Homozygous deletions of p16 INK4 occur frequently in bilharziasis‐associated bladder cancer

We have studied p16 INK4 mutation (by PCR‐SSCP) and deletion (by Southern blotting and/or multiplex PCR) in a series of 47 bilharziasis‐associated tumors from Egypt and compared the results with those obtained on a series of 17 established bladder cell lines and non‐bilharziasis‐associated bladder cancers from the Netherlands.
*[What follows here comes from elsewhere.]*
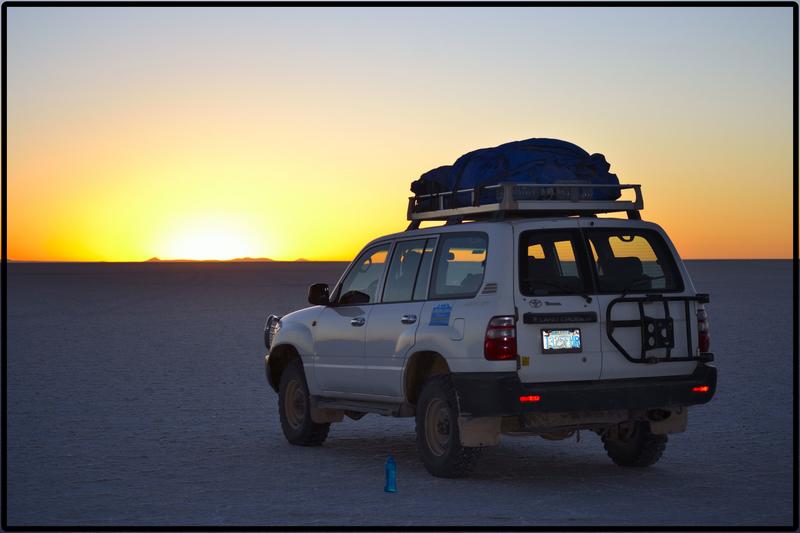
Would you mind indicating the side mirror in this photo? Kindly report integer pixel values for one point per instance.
(319, 294)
In the cell lines we found 9 homozygous deletions and 1 mutation (59% of p16 INK4 alterations in cell lines), whereas in cases from the Netherlands deletions were found in 4 of 22 samples. No mutations were detected in the 46 samples screened. Interestingly, in bilharziasis‐associated bladder cancer, deletions were present in 23 samples and mutations in a further 2 cases (53% of p16 INK4 alteration in bilharziasis‐associated bladder cancer). No correlation was found between p16 INK4 alteration and histopathological data. Likewise, the same frequency of alteration was found in tumors with different differentiation patterns (squamous, transitional or adenocarcinoma). Three conclusions can be drawn from our findings: ( i ) p16 INK4 alterations are more frequent in cell lines than in primary tumors; ( ii ) in primary bladder tumors (bilharziasis‐associated or not), p16 INK4 deletions are much more frequent than p16 INK4 mutations; ( iii ) p16 INK4 alterations are more frequent in bilharziasis‐associated bladder tumors than in other bladder tumors. This high frequency of deletion is not related to a specific histological type but to the specific etiology of these tumors. © 1996 Wiley‐Liss, Inc.